This is off my usual subject matter but I’m so excited by this amazing little computer that I had to write something about it.
One of the project’s developers, Alan Mycroft, very kindly came over from Cambridge with a real live Raspberry Pi to tell us all about it and what it’s capable of doing. Quite frankly it’s an astonishing development and I can’t wait to start tinkering with one myself.
For a start the whole thing fits on a credit-card-sized footprint. The tiny central processor is dwarfed by the components around it, belying its impressive capabilities. It’s a Broadcom ‘System on a Chip’ processor that neatly sandwiches processor, video GPU and 256MB of RAM in one tiny central bundle. It’s actually a Broadcom BCM2835, comprising an ARM1176JZFS with floating point capability, running at 700MHz. It was apparently originally intended for the set-top box market.
This makes it very approximately equivalent to a 300MHz Pentium 2 – not very exciting by modern standards – but the graphics capability part of that sandwich is bang up to date. It’s a separate Videocore 4 GPU, capable of Bluray quality playback, using H.264 at 40MBits/s.
In other words, Broadcom’s target market of set-top-box manufacturers, with their demand for 1080p high definition video, have led to this chip having the ability to cope with that without breaking into a sweat.
We saw it running a film at this quality – seamlessly – and also saw it rendering Rightmark’s Samurai warrior OpenGL ES benchmark, on the fly, at breathtaking quality and very impressive speed. A brand new desktop PC wouldn’t disgrace itself putting in a performance like that.

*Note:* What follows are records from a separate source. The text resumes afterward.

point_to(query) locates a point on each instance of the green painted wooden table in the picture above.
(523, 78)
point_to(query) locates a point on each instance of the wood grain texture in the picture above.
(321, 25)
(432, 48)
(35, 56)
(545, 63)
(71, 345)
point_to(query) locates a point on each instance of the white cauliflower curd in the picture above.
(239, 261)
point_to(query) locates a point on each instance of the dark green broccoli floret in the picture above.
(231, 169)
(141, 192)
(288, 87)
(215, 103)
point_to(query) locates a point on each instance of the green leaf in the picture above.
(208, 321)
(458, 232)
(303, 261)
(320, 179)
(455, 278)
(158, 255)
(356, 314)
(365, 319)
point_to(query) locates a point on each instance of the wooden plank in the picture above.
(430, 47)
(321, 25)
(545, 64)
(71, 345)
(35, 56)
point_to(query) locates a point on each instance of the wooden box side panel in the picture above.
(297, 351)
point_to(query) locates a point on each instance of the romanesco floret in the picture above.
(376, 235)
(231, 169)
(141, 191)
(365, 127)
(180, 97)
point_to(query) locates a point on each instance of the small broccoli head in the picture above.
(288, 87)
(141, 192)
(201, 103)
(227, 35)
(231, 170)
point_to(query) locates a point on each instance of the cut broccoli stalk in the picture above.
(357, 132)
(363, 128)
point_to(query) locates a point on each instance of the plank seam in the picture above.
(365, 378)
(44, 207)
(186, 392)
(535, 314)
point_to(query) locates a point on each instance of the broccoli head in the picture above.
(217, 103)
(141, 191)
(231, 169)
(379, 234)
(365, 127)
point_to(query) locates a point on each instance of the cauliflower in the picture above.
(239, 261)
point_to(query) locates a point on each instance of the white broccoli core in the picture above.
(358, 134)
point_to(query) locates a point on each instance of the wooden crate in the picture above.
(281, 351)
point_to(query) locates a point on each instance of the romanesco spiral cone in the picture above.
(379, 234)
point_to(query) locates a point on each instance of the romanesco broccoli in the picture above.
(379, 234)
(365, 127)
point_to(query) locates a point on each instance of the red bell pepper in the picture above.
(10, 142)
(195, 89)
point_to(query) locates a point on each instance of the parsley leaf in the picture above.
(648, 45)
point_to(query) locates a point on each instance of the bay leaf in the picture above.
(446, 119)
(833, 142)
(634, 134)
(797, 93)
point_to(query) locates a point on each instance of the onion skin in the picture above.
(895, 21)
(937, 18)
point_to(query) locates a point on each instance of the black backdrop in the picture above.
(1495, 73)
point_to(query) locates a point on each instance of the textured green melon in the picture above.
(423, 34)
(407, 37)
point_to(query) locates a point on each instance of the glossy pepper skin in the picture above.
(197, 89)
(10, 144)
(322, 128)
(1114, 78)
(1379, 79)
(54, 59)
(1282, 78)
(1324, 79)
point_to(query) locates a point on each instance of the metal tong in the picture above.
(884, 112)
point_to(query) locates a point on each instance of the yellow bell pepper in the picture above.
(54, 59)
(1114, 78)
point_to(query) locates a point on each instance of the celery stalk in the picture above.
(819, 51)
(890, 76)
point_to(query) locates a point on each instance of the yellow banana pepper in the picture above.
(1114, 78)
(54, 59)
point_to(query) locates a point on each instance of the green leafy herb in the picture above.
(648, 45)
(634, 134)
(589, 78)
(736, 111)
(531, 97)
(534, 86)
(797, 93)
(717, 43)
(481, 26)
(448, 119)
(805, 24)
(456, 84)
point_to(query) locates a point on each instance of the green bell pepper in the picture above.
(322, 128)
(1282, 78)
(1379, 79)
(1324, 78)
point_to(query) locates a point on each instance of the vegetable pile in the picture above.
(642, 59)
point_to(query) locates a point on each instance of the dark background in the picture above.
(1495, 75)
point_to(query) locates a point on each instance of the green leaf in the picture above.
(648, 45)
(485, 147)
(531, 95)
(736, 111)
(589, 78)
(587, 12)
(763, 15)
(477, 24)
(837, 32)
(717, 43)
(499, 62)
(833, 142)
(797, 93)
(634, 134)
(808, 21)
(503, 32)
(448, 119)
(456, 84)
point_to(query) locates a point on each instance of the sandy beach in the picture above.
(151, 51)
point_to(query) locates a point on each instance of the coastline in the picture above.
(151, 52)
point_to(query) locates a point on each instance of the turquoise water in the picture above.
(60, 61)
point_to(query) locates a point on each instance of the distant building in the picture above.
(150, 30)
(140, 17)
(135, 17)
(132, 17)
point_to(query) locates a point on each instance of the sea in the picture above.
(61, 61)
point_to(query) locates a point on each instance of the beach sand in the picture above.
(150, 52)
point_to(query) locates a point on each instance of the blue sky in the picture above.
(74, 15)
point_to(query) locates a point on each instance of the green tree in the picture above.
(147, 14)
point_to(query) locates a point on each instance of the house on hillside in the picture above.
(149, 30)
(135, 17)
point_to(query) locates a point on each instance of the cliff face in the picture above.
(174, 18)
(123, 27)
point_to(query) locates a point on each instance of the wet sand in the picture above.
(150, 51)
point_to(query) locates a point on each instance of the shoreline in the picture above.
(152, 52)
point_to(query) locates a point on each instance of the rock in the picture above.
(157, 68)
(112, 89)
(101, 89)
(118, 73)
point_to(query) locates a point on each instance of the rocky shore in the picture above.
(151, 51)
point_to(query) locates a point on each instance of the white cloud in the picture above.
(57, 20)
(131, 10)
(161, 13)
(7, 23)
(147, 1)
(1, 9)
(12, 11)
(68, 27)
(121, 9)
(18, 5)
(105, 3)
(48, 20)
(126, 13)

Video is outputted via HDMI – which can of course also transmit sound – but since this is targeted at the education market, where HD-ready kit isn’t quite so readily available, there is still an old-school option of composite video and audio out. There’s a 2p coin there too to help get a feel for just how small this thing really is.
The board runs off a 5v input – it uses a mini USB adapter – which means that many mobile phone chargers will power it but there are plenty of other options to get such a modest voltage. I gather it will still run even on lower voltages – such as the 4.5v output from three AA batteries. The 1w demand of the CPU is typical of many electronic devices on standby…
I’m thinking I would like to experiment with powering one from a solar panel or putting the Raspberry’s board inside the case of a wind-up clockwork radio. The boring option is of course to use a USB output from a monitor.
The truly wonderful thing about this amazing computer is that it’s so cheap that you could realistically deploy them in places where you’d not normally want to risk an expensive device. And because it boots from an SD card if you ‘brick’ the unit you can simply swap the SD card and re-insert the power cable to restore it. Incidentally the SD card being used to demo the unit was a fairly modest mid-range class 4 card – which gave ample performance for a demo of it running Linux – but it’s clear that using a class 10 card would improve paging performance and the screen redrawing (which is currently bitmapped rather than handed over to the GPU). This also suggests that there’s potential for a significant hike in performance on a device that’s already impressive in bang per buck.
Update: the video from the OUCS session on the Pi can be found here
i will be getting this!!!!
Where can I get one I’m a dev from UK and think its amazing how much for one to develop right now
This is amazing, we will use this for sure for our shop, great job for who made it.
Chris, the Raspberry Pi is available from several suppliers, both in the UK and internationally. The project’s homepage (http://www.raspberrypi.org/) lists them.
[…] Raspberry Pi is practically a mini-computer roughly the size of a credit card. Image courtesy of Nexus news. […]
hi, this is absalutily amazing. where can i purchase one?
regards,
Adele
Adele,
They’re available from a number of retailers in the UK. CPC, Maplin and RS Components all sell the Pi. If you search for any of those names along with ‘Raspberry Pi’ you’ll get links to them.